Blockchain Primer

What Is The Blockchain?


The blockchain is the underlying technology that powers cryptocurrencies. It is a decentralized database or digital “ledger” of transactions across a peer-to-peer network of computers or “nodes” that use the underlying infrastructure of the Internet to validate and process valuable transactions.


While using the blockchain, participants can transfer information across the Internet without the need of a central third party. In a financial transaction, the buyer and seller interact directly without needing verification by a trusted third-party intermediary.


The actual record of transaction is pseudonymous, but the identifying information is encrypted, preventing personal information from being shared.

How Does The Blockchain Work?



In order to validate a transaction, the network of nodes must verify and approve the information before the transaction is added to “blocks” of data.



Blockchain uses a cryptography system to attach new blocks of data to previous blocks.
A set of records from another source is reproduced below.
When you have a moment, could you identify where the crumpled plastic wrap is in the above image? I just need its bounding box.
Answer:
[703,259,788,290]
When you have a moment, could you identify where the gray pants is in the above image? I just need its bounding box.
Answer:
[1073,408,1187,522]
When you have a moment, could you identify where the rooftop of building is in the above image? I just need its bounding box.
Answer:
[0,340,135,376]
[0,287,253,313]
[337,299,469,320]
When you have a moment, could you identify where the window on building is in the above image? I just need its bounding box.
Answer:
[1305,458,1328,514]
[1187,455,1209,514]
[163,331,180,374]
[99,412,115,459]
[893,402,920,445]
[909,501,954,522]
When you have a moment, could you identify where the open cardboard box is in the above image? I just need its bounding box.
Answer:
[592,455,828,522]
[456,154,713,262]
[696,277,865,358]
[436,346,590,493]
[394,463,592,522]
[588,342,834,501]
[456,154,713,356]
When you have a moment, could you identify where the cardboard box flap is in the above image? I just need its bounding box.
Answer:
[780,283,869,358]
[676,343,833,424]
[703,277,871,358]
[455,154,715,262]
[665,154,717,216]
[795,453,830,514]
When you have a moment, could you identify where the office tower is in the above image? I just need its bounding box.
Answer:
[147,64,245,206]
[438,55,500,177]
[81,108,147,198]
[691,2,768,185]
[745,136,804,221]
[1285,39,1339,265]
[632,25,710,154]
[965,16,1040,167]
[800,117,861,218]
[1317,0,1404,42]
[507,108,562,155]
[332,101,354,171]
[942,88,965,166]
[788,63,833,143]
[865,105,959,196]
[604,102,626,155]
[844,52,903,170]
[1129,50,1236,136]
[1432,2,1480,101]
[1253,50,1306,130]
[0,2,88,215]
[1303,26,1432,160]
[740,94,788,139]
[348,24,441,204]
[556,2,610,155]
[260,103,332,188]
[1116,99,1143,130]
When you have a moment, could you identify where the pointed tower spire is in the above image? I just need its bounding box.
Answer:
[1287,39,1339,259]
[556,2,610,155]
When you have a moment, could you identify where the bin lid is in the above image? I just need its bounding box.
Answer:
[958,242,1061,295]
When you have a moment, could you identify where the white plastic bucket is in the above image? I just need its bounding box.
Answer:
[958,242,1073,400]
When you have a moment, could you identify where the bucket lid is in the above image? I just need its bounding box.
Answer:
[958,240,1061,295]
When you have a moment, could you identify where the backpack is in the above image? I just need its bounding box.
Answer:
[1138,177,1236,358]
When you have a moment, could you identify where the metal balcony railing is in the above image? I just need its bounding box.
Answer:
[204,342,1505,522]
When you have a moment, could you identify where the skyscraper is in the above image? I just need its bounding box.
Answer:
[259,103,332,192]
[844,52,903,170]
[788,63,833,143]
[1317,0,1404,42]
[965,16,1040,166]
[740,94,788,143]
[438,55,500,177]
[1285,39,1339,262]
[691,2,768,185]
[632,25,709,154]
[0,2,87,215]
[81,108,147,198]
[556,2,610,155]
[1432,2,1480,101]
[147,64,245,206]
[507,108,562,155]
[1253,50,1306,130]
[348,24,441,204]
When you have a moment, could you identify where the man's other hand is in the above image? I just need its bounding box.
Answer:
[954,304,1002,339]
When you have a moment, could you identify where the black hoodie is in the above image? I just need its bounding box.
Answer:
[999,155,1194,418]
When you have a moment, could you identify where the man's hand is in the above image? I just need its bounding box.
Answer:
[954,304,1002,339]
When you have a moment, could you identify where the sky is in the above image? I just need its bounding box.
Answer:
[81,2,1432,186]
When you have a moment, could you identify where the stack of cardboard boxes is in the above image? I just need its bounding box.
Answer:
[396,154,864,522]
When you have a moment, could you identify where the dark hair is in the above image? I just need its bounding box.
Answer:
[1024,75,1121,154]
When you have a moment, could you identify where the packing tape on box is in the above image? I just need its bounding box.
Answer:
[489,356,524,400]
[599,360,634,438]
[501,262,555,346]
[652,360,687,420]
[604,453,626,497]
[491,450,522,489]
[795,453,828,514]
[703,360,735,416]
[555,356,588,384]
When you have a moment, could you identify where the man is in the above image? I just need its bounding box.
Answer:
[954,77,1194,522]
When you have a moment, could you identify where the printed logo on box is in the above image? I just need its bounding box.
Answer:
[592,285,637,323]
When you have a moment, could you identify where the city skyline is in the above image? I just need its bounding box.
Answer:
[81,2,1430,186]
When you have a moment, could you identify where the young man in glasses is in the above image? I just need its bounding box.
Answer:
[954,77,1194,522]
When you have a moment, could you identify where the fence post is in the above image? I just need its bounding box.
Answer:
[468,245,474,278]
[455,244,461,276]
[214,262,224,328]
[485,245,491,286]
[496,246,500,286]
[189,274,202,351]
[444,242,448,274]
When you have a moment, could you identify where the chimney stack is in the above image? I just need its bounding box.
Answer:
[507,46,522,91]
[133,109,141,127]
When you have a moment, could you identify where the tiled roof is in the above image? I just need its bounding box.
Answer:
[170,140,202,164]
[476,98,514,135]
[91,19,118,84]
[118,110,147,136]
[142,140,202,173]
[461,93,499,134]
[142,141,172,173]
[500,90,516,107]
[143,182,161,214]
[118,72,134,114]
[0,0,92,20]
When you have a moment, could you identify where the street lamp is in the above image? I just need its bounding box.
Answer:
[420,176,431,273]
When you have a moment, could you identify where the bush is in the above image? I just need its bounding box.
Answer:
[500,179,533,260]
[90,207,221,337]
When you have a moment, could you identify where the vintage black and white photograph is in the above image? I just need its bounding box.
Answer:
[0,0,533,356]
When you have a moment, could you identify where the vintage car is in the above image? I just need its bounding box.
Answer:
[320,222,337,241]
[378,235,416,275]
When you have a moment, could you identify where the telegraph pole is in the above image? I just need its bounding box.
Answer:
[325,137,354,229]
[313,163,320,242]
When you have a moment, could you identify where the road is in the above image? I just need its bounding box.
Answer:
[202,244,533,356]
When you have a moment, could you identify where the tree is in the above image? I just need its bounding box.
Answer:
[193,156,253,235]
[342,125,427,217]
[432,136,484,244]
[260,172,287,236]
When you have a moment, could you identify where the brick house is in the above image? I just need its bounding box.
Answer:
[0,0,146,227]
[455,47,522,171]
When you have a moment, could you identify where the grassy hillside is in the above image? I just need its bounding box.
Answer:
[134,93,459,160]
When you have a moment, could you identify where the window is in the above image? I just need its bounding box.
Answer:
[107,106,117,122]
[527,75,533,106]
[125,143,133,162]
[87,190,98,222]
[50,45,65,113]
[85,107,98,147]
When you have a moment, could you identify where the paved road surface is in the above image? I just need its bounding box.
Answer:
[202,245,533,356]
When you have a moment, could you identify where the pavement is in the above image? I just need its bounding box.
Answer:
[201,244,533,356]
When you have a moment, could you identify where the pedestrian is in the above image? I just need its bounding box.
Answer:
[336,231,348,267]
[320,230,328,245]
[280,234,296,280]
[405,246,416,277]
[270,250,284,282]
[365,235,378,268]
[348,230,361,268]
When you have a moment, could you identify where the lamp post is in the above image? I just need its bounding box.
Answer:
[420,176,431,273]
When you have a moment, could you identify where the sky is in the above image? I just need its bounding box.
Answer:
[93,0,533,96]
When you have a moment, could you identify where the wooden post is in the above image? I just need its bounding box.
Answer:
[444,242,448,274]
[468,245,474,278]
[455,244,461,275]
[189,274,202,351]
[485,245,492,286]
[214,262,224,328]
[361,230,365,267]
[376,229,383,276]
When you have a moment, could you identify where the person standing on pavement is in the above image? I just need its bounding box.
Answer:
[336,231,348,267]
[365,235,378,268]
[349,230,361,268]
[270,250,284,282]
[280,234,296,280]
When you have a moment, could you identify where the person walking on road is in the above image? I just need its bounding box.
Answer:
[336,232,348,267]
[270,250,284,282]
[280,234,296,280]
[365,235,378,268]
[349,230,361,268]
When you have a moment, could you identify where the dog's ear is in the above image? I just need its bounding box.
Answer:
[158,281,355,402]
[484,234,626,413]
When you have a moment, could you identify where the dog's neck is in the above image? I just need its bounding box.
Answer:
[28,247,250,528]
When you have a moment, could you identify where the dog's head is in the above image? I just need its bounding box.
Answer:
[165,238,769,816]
This prevents blocks from being overwritten or destroyed, but blocks can be added, which in turn forms a chain of blocks, or a “blockchain.” This chain of blocks is synchronized across the network by providing an economic incentive to the nodes that are first able to verify the data and add the blocks to the chain by solving a complex mathematical task.



Every node on the blockchain maintains the same chain of blocks, or ledger. This ledger of records is distributed across various nodes that can verify the state of the ledger is correct through the process of consensus. Once a block has been added to the blockchain, it becomes an immutable record.


Why Does it Matter?

Reduces Fraud

Blockchain technology has the potential to positively disrupt most industries since it can work for almost every type of transaction that involves value, including money, property and goods. From a business perspective, the technology can be leveraged for process improvement, helping to reduce human error, prevent fraud and streamline data storage.


Financial organizations could use the blockchain to store any records digitally and can leverage the technology for any type of transaction that currently needs to be verified by a trusted third party.


These transactions may include transferring digital or physical assets, verifying chain of custody and protecting intellectual property. In an era with increasing cybercrime and strict regulatory requirements, blockchain offers a highly fraud resistant technology that can protect and authenticate almost any type of transaction, having a revolutionary global impact.